最近は高機能で手軽に浄水できるピッチャータイプの浄水器もたくさんあります。

また、カルシウムなどの金属イオンが含まれていると、水の味がよくなるのは、水中の金属イオンが水分子同士の水素結合を切断し、その水分子が金属イオンの周りを取り囲んで、小さな水分子集団を作るからです。

小さな分子集団の水がおいしいのは、この集団が舌の味蕾にすっぼりはまるから、考えられます。また、クラスターの小さな水は代謝スピードを速めるので、これで作ったウィスキーの水割りは悪酔いしないとも言われています。

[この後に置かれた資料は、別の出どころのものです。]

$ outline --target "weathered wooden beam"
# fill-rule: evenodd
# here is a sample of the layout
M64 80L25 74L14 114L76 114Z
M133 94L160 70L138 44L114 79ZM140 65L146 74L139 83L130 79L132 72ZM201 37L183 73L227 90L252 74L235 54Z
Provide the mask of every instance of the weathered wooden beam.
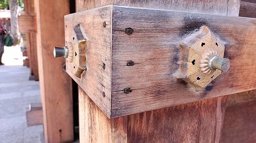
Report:
M43 124L43 110L41 104L29 104L26 115L28 126Z
M241 1L239 16L256 18L256 3Z
M35 0L37 46L46 143L73 141L71 78L63 70L64 59L54 59L55 45L64 46L64 15L69 1Z
M252 90L256 84L252 72L256 68L252 49L256 45L255 22L245 17L116 6L72 14L65 17L66 42L76 42L73 28L80 23L87 39L87 70L78 78L72 73L73 65L67 62L67 71L109 118ZM176 76L180 44L201 32L202 25L224 44L224 57L231 66L195 92ZM133 30L131 34L125 33L128 28ZM128 66L128 61L134 64ZM125 93L127 88L130 92Z
M21 17L20 18L22 19L23 15L32 16L34 22L35 22L35 8L34 6L33 0L24 0L24 8L25 12L21 13ZM22 21L22 20L21 20ZM39 80L38 65L37 59L37 53L36 49L36 35L33 31L29 30L28 28L35 28L36 25L35 23L32 25L30 21L21 21L22 23L20 23L19 25L22 27L20 29L20 31L22 33L26 33L26 40L27 41L27 51L28 56L30 60L29 61L29 67L30 68L30 74L33 76L33 80L38 81ZM24 27L25 29L24 29ZM32 27L31 27L32 26Z
M218 143L226 98L108 118L79 89L81 143Z
M228 96L220 143L255 143L256 90Z
M239 0L76 0L76 2L77 11L107 5L115 5L235 16L238 15L240 5Z
M20 33L36 32L36 23L35 15L23 13L18 17L19 30Z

そこで、水を浄水器に通すと、水のクラスターがどのように変化するかを調べることにしました。文京区の水道水をいろいろな浄水器に通して、そのクラスター値を測定しました。

20度の水のクラスター値は、140Hzでした。最初に活性炭だけを使った最もシンプルな浄水器に通したところ、水分子は小さくなり、60Hzになりました。

次に普通のフィルターと活性炭の組み合せの浄水器に通したところ、55Hzになりました。ところが、中空糸膜と活性炭でできた高性能の浄水器に通すと、103Hzであまり小さくなっていませんでした。電気分解で浄水する最新の浄水器に通すと、94Hzとなって、やはり水分子のクラスターはあまり小さくなっていないことがわかりました。

これらの結果を考えあわせると、水分子のクラスターは、単純に小さければ小さいほどいいとはいいきれないことになるのです。むしろ、水のおいしさは、クラスターの小ささとは無関係のように思われました。

確かに水分子のクラスターの大きさは、水の性質の何かを表わしていることは間違いないと思われるのです。クラスターを単独で水分析の指標として使うのは、現段階では困難です。